Created attachment 1846314 [details] default_connection file pointing to enp1s0
After generating the default config (as seen in https://github.com/coreos/fedora-coreos-config/pull/773 - though necessarily _after_ the initrd has been cleaned up and dracut has exited) with the following command: /usr/libexec/nm-initrd-generator -c initrd-generated/ -i /run/coreos-teardown-initramfs/initrd-data-dir -- ip=dhcp,dhcp6 We see the following differences from the actual config produced by dracut: --- default_connection.nmconnection 2021-12-14 22:40:53.266338062 -0500 +++ default_connection.nmconnection.generated 2021-12-14 22:58:31.365653260 -0500 @@ -1,21 +1,19 @@ [connection] id=Wired Connection -uuid=0f56d96f-b25d-421a-b788-b61dab1ce19a +uuid=85147c74-0481-456e-95c4-b88fc0df20be type=ethernet autoconnect-retries=1 multi-connect=3 permissions= -wait-device-timeout=60000 [ethernet] -mac-address=00:E7:34:0E:9E:A7 mac-address-blacklist= [ipv4] dhcp-timeout=90 dns-search= -may-fail=false method=auto +required-timeout=20000 [ipv6] addr-gen-mode=eui64 When deciding whether to copy the file, the uuid and wait-device-timeout are ignored. However, the mac-address, may-fail, and required-timeout options are not: https://github.com/coreos/fedora-coreos-config/blob/testing-devel/overlay.d/05core/usr/lib/dracut/modules.d/35coreos-ignition/coreos-teardown-initramfs.sh#L25-L59
This is arguably the same bug as bug 1901517, with the heuristics used there either not working in some circumstances or having regressed.
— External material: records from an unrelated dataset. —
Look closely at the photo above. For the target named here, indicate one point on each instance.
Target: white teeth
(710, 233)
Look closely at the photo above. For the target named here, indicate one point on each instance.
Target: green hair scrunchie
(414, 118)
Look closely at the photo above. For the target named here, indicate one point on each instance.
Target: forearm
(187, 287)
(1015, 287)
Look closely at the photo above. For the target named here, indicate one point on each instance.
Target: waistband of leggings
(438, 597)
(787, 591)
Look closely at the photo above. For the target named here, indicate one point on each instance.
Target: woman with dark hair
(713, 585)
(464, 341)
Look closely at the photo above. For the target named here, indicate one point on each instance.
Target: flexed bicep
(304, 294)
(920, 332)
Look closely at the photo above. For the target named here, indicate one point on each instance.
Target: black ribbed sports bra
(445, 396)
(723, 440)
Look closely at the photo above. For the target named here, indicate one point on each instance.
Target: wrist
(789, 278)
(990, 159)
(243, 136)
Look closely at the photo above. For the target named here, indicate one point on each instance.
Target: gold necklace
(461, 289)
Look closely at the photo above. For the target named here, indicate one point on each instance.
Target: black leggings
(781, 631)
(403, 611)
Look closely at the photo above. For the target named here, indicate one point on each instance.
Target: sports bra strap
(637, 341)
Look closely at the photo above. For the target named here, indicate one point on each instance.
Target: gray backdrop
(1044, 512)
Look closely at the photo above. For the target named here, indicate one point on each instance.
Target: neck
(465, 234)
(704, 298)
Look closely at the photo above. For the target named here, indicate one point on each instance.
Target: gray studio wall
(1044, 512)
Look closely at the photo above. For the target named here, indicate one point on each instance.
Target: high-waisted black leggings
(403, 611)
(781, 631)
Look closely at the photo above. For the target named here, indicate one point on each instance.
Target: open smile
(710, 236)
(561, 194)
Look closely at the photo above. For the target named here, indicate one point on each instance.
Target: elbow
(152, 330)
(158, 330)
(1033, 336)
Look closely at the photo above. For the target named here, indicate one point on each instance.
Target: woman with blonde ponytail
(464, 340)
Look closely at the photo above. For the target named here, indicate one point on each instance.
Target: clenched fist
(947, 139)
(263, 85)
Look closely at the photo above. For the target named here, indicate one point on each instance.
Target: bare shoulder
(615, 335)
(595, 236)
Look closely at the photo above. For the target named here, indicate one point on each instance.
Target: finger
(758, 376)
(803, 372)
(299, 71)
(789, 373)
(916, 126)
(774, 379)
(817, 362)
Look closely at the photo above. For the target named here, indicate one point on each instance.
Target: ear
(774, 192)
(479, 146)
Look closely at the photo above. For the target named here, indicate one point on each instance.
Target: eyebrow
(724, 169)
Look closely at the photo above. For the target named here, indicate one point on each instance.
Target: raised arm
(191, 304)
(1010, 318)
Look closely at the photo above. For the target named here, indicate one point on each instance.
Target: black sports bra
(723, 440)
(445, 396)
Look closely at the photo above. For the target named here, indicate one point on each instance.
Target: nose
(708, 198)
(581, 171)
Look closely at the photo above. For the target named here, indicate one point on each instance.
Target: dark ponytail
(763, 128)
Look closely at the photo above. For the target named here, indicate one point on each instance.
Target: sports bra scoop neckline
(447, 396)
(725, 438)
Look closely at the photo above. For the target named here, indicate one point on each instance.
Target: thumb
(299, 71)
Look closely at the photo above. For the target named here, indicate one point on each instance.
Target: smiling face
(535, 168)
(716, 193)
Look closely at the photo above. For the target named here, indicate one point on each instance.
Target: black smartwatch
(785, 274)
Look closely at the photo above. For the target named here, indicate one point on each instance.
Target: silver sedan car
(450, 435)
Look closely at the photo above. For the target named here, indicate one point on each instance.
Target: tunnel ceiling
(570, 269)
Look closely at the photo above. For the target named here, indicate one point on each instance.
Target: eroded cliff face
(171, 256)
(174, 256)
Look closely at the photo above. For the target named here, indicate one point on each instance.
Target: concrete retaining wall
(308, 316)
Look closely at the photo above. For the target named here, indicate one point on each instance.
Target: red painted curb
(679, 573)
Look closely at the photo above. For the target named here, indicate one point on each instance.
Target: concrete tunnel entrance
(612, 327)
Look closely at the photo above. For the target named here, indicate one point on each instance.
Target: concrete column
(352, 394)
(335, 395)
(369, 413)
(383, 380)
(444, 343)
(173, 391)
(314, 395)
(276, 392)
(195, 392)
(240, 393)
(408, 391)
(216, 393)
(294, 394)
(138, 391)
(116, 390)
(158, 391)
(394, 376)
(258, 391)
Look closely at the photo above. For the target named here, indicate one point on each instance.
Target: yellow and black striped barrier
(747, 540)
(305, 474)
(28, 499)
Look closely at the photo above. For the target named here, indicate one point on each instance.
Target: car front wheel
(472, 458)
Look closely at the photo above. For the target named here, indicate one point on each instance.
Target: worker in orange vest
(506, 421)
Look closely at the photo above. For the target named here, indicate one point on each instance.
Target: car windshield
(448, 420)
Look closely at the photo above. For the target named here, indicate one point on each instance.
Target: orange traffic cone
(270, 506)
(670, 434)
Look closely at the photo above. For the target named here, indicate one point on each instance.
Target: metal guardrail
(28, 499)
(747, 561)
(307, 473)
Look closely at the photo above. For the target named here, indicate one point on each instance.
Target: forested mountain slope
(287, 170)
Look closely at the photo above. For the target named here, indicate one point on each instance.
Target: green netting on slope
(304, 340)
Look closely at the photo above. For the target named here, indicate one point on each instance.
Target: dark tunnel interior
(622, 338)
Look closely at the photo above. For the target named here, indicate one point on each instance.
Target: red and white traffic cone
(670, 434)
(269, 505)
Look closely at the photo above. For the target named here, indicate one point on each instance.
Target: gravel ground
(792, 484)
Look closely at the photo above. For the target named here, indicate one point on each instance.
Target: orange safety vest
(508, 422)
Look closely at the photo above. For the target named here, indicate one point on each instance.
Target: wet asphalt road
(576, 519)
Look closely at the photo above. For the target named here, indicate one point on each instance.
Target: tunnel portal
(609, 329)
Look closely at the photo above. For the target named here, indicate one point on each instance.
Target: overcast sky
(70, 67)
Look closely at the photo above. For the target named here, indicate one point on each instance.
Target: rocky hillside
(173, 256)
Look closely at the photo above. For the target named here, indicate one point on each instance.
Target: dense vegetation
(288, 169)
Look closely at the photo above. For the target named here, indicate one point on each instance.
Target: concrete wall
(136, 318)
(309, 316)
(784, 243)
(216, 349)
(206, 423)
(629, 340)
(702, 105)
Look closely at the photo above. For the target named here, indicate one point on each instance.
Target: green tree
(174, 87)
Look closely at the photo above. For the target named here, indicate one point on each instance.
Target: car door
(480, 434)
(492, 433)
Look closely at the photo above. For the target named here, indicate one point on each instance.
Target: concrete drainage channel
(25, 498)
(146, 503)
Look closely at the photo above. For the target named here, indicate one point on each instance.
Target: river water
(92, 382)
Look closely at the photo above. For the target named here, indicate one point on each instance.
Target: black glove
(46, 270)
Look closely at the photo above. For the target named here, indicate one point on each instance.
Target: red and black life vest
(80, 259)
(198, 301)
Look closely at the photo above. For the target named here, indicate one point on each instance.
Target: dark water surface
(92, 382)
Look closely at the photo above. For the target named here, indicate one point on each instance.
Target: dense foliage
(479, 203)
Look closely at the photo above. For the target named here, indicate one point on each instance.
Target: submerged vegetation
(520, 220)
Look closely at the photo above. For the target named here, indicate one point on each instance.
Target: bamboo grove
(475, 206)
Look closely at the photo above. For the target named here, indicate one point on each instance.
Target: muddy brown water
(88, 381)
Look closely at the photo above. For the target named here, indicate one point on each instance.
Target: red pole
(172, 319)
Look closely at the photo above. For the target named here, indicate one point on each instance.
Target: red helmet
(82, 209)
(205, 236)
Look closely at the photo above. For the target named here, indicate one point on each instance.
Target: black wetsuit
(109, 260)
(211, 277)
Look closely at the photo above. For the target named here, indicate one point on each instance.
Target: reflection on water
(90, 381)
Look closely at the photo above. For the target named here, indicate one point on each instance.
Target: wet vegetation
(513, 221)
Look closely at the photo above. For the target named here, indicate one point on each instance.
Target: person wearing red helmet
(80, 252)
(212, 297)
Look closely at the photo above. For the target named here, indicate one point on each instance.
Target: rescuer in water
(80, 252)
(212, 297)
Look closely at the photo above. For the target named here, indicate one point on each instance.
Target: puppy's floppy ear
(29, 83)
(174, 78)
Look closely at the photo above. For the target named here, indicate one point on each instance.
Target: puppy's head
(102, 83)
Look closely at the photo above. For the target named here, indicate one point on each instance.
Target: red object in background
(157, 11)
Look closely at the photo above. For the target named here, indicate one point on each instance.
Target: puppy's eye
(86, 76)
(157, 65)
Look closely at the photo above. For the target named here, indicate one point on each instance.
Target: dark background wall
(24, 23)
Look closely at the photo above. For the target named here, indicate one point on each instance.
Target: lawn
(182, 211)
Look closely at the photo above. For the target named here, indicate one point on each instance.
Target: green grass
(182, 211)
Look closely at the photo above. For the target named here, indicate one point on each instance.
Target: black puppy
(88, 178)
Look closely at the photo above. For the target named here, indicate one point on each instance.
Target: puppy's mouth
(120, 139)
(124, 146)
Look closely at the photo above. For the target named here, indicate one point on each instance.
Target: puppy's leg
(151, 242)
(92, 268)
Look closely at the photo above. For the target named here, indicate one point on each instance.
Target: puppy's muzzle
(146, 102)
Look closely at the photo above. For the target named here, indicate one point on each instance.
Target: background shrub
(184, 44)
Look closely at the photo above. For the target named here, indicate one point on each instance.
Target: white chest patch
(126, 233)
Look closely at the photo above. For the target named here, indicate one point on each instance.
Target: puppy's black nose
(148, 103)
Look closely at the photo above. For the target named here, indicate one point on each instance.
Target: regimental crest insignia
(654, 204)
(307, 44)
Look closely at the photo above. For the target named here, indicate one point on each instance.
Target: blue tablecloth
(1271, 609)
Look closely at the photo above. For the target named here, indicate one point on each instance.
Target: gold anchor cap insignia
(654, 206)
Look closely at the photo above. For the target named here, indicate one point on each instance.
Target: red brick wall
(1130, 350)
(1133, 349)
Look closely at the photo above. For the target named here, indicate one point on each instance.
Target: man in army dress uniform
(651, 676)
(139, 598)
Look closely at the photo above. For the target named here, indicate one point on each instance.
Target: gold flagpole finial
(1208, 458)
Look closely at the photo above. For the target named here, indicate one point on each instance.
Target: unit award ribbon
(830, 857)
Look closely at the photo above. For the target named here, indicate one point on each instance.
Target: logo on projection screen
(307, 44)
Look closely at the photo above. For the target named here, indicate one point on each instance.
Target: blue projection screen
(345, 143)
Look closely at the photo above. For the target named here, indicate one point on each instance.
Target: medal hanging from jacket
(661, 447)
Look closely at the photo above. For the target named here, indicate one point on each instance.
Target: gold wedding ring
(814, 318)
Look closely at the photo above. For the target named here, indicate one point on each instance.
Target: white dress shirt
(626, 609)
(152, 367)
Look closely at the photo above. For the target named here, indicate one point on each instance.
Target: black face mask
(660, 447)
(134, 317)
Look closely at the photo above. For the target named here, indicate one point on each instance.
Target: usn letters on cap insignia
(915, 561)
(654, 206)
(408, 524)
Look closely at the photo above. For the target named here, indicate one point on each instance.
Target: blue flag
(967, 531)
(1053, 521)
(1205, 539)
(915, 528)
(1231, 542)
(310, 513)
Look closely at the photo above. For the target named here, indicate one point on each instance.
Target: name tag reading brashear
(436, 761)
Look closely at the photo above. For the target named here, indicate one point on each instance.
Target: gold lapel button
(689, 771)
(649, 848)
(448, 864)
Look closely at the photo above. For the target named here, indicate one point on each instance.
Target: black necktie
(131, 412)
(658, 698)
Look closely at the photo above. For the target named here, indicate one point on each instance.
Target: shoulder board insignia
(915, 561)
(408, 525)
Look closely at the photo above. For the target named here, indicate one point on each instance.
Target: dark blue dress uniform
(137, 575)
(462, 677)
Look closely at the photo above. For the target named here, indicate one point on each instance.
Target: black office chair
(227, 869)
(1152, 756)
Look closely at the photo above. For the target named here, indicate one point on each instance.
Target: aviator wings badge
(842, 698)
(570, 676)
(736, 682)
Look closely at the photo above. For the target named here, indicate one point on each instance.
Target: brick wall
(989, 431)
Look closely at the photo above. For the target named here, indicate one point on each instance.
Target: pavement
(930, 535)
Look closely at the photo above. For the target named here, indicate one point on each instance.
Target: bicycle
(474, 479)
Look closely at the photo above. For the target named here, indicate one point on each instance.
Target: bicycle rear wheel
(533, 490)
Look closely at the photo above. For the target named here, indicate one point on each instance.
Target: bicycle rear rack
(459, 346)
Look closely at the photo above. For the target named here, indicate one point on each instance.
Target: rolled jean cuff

If we do: /usr/libexec/nm-initrd-generator -c initrd-generated/ -i /run/coreos-teardown-initramfs/initrd-data-dir -- ip=dhcp (i.e. matching the kernel params - without the ",dhcp6") there are fewer differences: --- default_connection.nmconnection 2021-12-14 22:40:53.266338062 -0500 +++ default_connection.nmconnection.generated-dhcp4-only 2021-12-15 00:10:10.856014066 -0500 @@ -1,14 +1,12 @@ [connection] id=Wired Connection -uuid=0f56d96f-b25d-421a-b788-b61dab1ce19a +uuid=3655b1b4-14e0-4a4a-a7e4-2b8a7c529e38 type=ethernet autoconnect-retries=1 multi-connect=3 permissions= -wait-device-timeout=60000 [ethernet] -mac-address=00:E7:34:0E:9E:A7 mac-address-blacklist= [ipv4] Even so, the addition of the mac-address is not ignored, which presumably is why this issue was occurring even before adding ip=dhcp to the kernel command line.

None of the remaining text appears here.